The Programme for the day was as follows:
|10:00||Roger Webb||University of Surrey||UKNIBC Update|
|10:20||Mateus Masteghin||University of Surrey||Ion Beam (Iimplantation) Induced Strain of Single-Crystal Membranes|
|10:40||Haitao Ye||University of Leicester||Ion-Implanted Diamond to Fight Fungus in Space|
|11:00||Dave Armstrong||University of Oxford||Using Ion Implantation to Understand Neutron Damage in Tungsten|
|11:20||Callum Littlejohns||Univertsity of Southampton||Silicon Photonics Prototyping with CORNERSTONE|
|11:40||Venkateswarlu Daramalla||University of Cambridge||Composition & Depth Profile of Light Elements of Epitaxial Y=Thin Films by Ion Beam Analysis|
|14:00||Andy Smith||University of Manchester - DCF||Applications at the DCF Facility|
|14:20||Alex Theodosiou||University of Manchester||Ion implantation of nuclear graphite to study fission product behaviour|
|14:40||Kirk Adams||University of Oxford||Understanding Radiation Damage in REBCO High Temperature Superconductors for Fusion Applications.|
|15:00||Kristian Stockbridge||University of Surrey||Deterministic Ion Implantation using the SIMPLE tools|
|15:20||Steve Clowes||University of Surrey||The RAISIN Network for Ion Implantion for Quantum Technologies|
|15:40||Graham Greaves||University of Huddersfield||An Update in the MIAMI Facility|
|16:00||Matthew Carr||University of Sheffield||Development of Next Generation APDs Based on AlxGa1-xAs1-yBiy|
|16:20||Jaap van den Berg||University of Huddersfield||An Update on the MEIS Facility|
User Poster presentations were available onsite during the lunch break.
We have recently heard the sad news that Daniel Colmer passed away after a short battle with cancer.
Daniel first visited us at the Ion Beam Centre when he was 12 years old in 2009. He described his experience then as: “all brill to the power of infinity”. He came back to us when he was 16 for a holiday job.
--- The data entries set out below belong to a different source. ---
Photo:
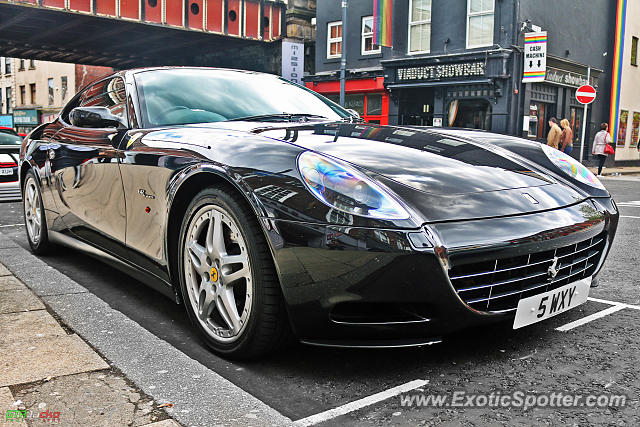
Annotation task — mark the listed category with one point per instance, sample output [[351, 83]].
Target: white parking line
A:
[[361, 403], [594, 316], [615, 306], [604, 301]]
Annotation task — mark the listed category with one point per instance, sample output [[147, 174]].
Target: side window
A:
[[109, 93]]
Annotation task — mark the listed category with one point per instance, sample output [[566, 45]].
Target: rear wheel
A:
[[34, 217], [228, 280]]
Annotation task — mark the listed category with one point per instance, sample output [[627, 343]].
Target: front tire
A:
[[34, 216], [227, 277]]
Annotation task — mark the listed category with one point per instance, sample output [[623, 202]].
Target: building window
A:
[[50, 84], [419, 26], [479, 23], [622, 128], [32, 90], [334, 39], [63, 88], [367, 37], [635, 129], [8, 99]]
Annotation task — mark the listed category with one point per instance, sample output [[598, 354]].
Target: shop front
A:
[[367, 96], [459, 90], [25, 119], [556, 97]]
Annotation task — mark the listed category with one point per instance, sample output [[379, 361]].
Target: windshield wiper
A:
[[289, 117]]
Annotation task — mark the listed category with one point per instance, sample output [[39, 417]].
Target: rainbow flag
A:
[[616, 75], [382, 22]]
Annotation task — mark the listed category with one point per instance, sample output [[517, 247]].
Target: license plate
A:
[[540, 307]]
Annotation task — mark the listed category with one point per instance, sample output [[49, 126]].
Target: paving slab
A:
[[16, 300], [4, 271], [28, 325], [34, 359], [163, 423], [39, 276], [10, 283], [6, 404], [100, 398]]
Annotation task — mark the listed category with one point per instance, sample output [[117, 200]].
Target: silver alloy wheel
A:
[[33, 210], [217, 273]]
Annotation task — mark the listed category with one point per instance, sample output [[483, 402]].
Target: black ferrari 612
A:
[[272, 212]]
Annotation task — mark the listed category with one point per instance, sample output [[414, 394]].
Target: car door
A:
[[86, 178]]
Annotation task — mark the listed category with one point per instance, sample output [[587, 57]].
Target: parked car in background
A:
[[9, 151]]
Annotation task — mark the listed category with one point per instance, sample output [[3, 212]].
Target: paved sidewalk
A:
[[626, 170], [50, 374]]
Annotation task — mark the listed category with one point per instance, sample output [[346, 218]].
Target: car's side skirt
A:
[[145, 277]]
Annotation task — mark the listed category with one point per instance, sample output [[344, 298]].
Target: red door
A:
[[215, 14], [153, 11], [195, 12], [130, 9], [174, 11]]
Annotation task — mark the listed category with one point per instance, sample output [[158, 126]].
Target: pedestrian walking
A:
[[600, 142], [553, 137], [566, 138]]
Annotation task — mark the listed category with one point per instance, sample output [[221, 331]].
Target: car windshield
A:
[[190, 95], [10, 139]]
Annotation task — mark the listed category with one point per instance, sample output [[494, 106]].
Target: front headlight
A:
[[571, 167], [346, 189]]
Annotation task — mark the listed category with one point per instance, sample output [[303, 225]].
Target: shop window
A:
[[50, 86], [622, 128], [419, 26], [470, 113], [334, 39], [32, 91], [63, 88], [7, 94], [479, 23], [367, 37], [635, 129], [374, 104], [368, 106]]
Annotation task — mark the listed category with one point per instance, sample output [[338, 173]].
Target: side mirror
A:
[[94, 117]]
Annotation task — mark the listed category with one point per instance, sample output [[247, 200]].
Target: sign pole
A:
[[584, 118], [343, 58]]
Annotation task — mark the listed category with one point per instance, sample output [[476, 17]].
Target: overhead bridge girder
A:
[[127, 33]]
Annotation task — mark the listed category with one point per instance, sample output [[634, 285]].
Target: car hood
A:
[[417, 158], [443, 177]]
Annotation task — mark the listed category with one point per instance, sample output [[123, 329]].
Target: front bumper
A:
[[350, 286], [10, 191]]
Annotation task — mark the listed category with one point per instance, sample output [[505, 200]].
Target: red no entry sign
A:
[[586, 94]]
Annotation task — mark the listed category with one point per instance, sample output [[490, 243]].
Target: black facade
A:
[[454, 83]]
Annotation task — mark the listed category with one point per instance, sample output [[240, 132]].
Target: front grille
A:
[[497, 285]]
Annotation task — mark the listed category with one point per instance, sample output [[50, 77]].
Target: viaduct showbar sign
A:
[[442, 71]]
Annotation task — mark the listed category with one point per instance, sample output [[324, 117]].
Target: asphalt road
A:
[[595, 358]]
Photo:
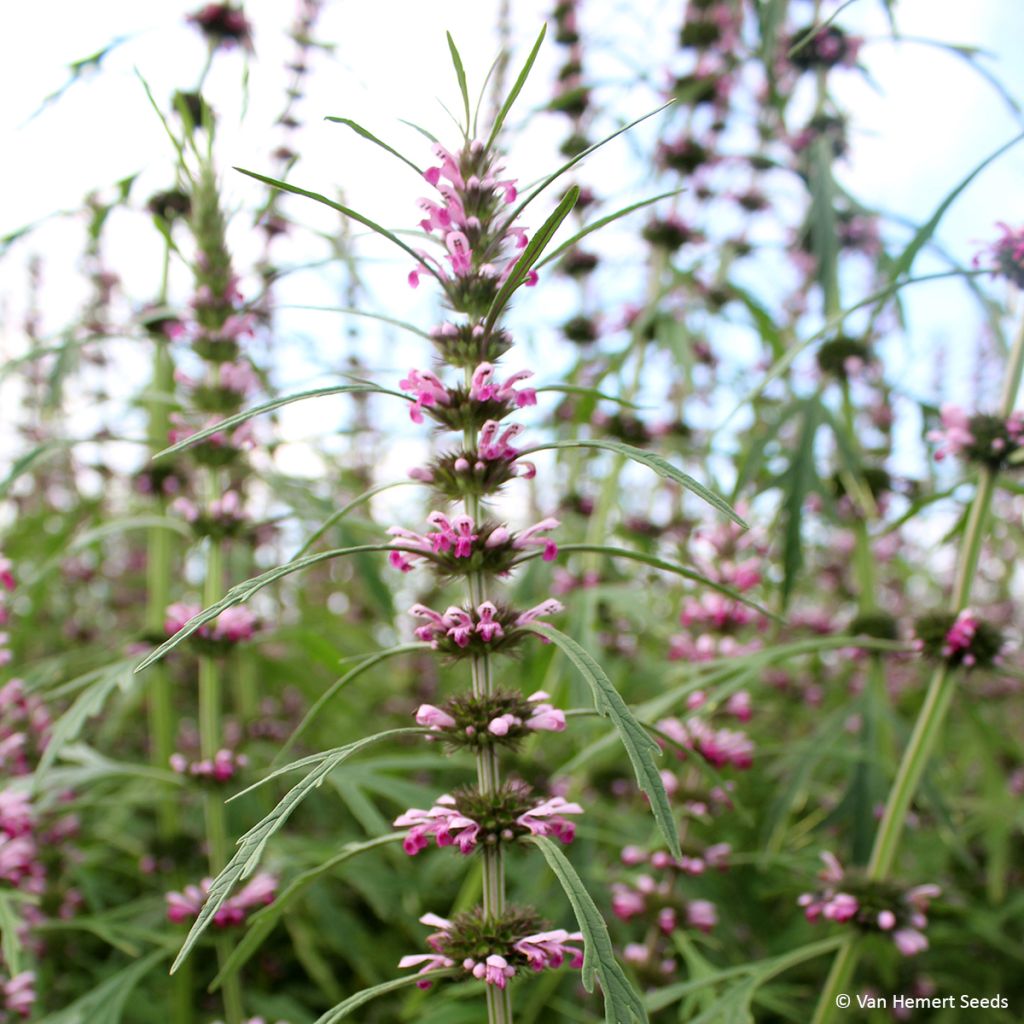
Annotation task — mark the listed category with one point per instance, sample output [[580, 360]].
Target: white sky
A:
[[927, 123]]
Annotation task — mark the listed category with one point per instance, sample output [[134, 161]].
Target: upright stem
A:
[[210, 739], [933, 712], [487, 771], [158, 584]]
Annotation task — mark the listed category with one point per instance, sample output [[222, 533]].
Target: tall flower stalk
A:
[[941, 689]]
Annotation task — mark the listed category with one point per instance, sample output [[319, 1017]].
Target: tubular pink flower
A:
[[486, 627], [495, 970], [529, 538], [546, 819], [909, 942], [550, 949], [433, 718]]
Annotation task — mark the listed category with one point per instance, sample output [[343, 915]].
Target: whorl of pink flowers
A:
[[186, 904], [458, 536], [456, 227], [442, 821], [719, 747]]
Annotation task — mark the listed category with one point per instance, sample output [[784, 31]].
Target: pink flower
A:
[[546, 819], [550, 949], [495, 970], [954, 435], [442, 821], [433, 718], [19, 993], [701, 914], [909, 942]]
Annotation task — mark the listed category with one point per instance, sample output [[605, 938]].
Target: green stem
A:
[[487, 770], [933, 712], [210, 740], [158, 580]]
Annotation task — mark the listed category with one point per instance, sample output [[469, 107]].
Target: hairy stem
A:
[[933, 713]]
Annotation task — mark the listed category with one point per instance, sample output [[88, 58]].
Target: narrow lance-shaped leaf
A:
[[364, 666], [263, 922], [243, 591], [800, 480], [598, 224], [253, 842], [373, 225], [516, 88], [622, 1001], [660, 466], [460, 73], [269, 407], [905, 259], [359, 130], [530, 255], [343, 1010], [639, 745]]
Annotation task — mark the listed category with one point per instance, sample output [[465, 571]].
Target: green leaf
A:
[[87, 705], [359, 130], [569, 164], [530, 255], [373, 225], [360, 998], [640, 748], [800, 480], [622, 1003], [105, 1004], [367, 664], [268, 407], [598, 224], [516, 88], [264, 921], [905, 259], [660, 466], [251, 845], [10, 943], [243, 591], [460, 72], [336, 517], [589, 392]]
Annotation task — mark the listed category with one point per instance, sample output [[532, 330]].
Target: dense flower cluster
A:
[[961, 639], [467, 943], [871, 905], [988, 439], [470, 817], [460, 632]]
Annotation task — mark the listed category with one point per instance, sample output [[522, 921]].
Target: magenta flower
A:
[[496, 970], [19, 993], [551, 949], [433, 718], [909, 942], [442, 821], [547, 819], [954, 435]]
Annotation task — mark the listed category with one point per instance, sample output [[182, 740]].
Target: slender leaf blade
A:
[[367, 134], [660, 466], [530, 255], [639, 745], [252, 844], [622, 1001]]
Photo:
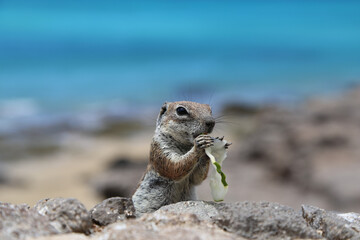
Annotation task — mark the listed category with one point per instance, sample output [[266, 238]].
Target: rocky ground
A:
[[306, 156], [115, 218]]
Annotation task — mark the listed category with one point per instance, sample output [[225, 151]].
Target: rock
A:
[[157, 226], [19, 221], [65, 214], [112, 210], [261, 220], [120, 179], [332, 225], [205, 211]]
Initially we paid him in old computer parts – something he had a great fascination for and something we had a great deal of!
For the last two or three years we paid him in real money. He had become part of the "family" and we were putting his talents to good use.
We will miss his enthusiasm and good humour, and fascination for all thing science and we are all very sad to lose him so young.